Il y a donc lieu d'infirmer le jugement querellé en ce qu'il a ouvert une procédure de liquidation judiciaire, et statuant à nouveau, d'ouvrir une procédure de redressement judiciaire selon les modalités fixées au dispositif.
Les dépens seront employés en frais de la procédure collective.

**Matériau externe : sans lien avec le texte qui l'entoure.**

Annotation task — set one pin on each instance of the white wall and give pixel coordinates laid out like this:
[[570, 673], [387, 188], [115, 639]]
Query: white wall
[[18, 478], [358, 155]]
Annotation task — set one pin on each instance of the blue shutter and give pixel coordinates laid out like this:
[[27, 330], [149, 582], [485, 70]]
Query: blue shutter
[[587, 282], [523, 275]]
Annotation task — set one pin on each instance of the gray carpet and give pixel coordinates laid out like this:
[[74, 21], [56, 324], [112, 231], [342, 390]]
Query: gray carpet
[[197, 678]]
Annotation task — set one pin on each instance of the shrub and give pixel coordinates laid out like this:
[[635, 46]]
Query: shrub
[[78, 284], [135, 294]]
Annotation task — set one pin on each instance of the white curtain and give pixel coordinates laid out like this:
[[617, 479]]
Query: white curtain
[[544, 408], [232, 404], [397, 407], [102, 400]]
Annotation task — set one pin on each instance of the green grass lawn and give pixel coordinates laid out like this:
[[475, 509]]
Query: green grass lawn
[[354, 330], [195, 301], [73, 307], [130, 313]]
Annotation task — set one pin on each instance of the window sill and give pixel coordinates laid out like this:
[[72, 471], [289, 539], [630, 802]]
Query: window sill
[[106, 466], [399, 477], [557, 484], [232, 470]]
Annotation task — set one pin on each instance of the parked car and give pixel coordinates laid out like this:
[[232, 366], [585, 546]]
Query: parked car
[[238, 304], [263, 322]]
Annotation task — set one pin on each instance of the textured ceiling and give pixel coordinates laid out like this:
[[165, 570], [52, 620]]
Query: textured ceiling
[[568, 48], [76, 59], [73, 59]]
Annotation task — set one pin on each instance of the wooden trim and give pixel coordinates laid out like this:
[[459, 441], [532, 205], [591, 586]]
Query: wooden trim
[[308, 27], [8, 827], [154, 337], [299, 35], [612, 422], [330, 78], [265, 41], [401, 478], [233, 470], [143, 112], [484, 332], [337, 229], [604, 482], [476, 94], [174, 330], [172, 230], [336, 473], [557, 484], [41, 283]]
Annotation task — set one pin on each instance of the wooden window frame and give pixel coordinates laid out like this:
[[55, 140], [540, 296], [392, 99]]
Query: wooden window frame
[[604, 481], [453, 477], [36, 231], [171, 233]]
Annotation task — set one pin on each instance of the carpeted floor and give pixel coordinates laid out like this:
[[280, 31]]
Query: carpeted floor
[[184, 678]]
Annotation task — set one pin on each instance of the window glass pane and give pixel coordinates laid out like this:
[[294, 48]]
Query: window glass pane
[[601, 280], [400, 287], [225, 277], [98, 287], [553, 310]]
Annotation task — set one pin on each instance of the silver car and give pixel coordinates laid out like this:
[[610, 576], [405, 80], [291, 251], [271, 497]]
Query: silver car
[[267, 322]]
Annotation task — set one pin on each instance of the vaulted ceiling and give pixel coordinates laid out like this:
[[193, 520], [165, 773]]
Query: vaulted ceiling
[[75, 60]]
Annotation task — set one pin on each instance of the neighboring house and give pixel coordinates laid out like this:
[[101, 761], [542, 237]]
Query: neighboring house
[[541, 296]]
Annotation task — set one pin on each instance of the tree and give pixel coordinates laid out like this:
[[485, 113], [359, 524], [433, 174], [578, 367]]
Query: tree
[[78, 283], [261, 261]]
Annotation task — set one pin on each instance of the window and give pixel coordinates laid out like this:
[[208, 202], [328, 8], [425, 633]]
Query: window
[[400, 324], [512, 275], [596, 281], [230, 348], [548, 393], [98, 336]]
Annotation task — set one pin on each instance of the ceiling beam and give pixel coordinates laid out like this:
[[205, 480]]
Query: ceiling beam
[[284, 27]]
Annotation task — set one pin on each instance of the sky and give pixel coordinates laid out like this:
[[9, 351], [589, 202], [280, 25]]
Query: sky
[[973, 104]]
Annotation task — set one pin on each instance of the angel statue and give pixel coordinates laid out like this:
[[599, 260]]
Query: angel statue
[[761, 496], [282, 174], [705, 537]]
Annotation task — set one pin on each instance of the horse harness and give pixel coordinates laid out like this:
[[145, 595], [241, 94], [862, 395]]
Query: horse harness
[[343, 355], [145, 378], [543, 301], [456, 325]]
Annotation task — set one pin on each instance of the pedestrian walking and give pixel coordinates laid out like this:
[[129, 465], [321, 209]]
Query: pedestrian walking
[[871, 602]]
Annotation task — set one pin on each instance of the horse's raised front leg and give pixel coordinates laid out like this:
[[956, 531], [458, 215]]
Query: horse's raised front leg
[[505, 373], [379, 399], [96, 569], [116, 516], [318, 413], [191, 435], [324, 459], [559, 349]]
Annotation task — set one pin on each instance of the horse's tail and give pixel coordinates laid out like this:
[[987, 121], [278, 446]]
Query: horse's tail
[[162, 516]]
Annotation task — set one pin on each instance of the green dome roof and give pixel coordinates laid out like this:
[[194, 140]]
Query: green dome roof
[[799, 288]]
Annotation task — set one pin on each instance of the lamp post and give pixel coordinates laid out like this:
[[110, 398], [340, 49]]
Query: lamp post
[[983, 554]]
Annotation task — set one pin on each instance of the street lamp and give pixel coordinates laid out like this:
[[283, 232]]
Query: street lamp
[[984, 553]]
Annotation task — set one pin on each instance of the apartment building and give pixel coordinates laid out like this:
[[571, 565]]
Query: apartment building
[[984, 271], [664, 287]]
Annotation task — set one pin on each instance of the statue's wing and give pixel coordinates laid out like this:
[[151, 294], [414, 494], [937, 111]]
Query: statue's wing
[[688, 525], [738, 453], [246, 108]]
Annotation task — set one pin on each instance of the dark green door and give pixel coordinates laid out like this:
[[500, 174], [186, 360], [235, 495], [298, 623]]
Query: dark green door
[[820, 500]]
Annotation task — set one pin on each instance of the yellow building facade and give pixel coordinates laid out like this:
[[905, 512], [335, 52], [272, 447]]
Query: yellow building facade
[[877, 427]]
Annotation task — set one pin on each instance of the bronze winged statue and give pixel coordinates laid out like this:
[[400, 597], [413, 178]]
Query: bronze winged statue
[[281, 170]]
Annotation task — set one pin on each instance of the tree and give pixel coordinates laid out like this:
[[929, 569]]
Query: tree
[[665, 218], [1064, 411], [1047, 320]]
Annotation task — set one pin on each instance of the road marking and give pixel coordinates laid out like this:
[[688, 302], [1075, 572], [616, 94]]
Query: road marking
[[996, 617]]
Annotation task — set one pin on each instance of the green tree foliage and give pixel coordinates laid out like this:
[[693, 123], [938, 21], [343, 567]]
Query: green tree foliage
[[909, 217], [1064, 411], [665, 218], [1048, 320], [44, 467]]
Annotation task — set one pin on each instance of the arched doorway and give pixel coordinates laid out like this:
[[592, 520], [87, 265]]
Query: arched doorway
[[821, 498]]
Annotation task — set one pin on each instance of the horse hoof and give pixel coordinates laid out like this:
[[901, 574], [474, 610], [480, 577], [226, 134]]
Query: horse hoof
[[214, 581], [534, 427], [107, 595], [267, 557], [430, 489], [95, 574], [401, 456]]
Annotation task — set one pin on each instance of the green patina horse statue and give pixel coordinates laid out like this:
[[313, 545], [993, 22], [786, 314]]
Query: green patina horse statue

Le Pôle recouvrement spécialisé sera débouté de sa demande au titre de l'article 700 du code de procédure civile.
PAR CES MOTIFS
La cour,
Statuant par arrêt contradictoire, rendu par mise à disposition au greffe,
INFIRME le jugement querellé en toutes ses dispositions sauf en ce qu'il a constaté l'état de cessation des paiements de M. [D] [F] et en a fixé la date au 28 août 2021 ;
Statuant à nouveau des chefs infirmés,
OUVRE une procédure de redressement judiciaire à l'égard de M. [D] [F] ;
DÉSIGNE Mme Suzy Sorel en qualité de juge commissaire;
DÉSIGNE Maître [G] [N], [Adresse 3], en qualité de mandataire judiciaire et dit que ce dernier devra déposer au greffe la liste des créances vérifiées dans le délai de 12 mois à compter de l'insertion qui paraîtra au Bodacc ;
OUVRE la période d'observation prévue à l'article L. 621-3 du code de commerce et en fixe la durée à 6 mois ;
FIXE à 2 mois la fin de la période pendant laquelle sera établi par l'administrateur judiciaire un rapport sur les capacités de financement de l'entreprise ;
NOMME en qualité d'administrateur judiciaire la Selarl AJ associés en la personne de Maître [I] [B], [Adresse 8], afin de poursuivre l'activité pendant la période d'observation, et qui, outre les pouvoirs qui lui sont conférés par la loi, aura pour mission d'assister le débiteur pour tous les actes relatifs à la gestion de son patrimoine et fournira au juge commissaire tous les éléments d'information sur la situation économique et sociale de l'entreprise et ses perspectives de redressement ;
DÉSIGNE Maître [H] [J], [Adresse 2], en qualité de commissaire de justice aux fins de procéder à l'inventaire et à la prisée du patrimoine du débiteur ;
RAPPELLE qu'en vertu de l'article R. 622-4 du code de commerce, l'inventaire doit être déposé au greffe du tribunal et le président du tribunal mixte de commerce ou son délégué arrête la rémunération du commissaire de justice, au vu d'un compte détaillé selon le tarif applicable ;
FIXE à 5 semaines à compter de la présente décision, le délai imparti au commissaire de justice pour déposer son inventaire ;
RENVOIE l'affaire à l'audience du 6 février 2024 à 9 heures devant le tribunal mixte de commerce de Fort-de-France (salle C), soit en vue de la prorogation de la période d'observation ou du prononcé de la liquidation judiciaire ;
AVISE M. [D] [F] que le tribunal risque en son absence de convertir le redressement en liquidation judiciaire ;
DIT que le greffe de la présente juridiction devra adresser immédiatement une copie du présent arrêt :
- aux autorités désignées à l'article R. 621-7 du code de commerce,
- ainsi qu'au greffier du tribunal mixte de commerce de Fort-de-France, à charge pour celui-ci d'effectuer sans délai les publicités prescrites à l'article R. 621-8 du code de commerce ;
Y ajoutant,
DIT que les dépens de l'instance seront employés en frais privilégiés de la procédure collective ;
DEBOUTE le pôle de recouvrement spécialisé de sa demande fondée sur l'article 700 du code de procédure civile.
Signé par Mme Nathalie RAMAGE, Présidente de Chambre et Mme Micheline MAGLOIRE, Greffière, lors du prononcé à laquelle la minute a été remise.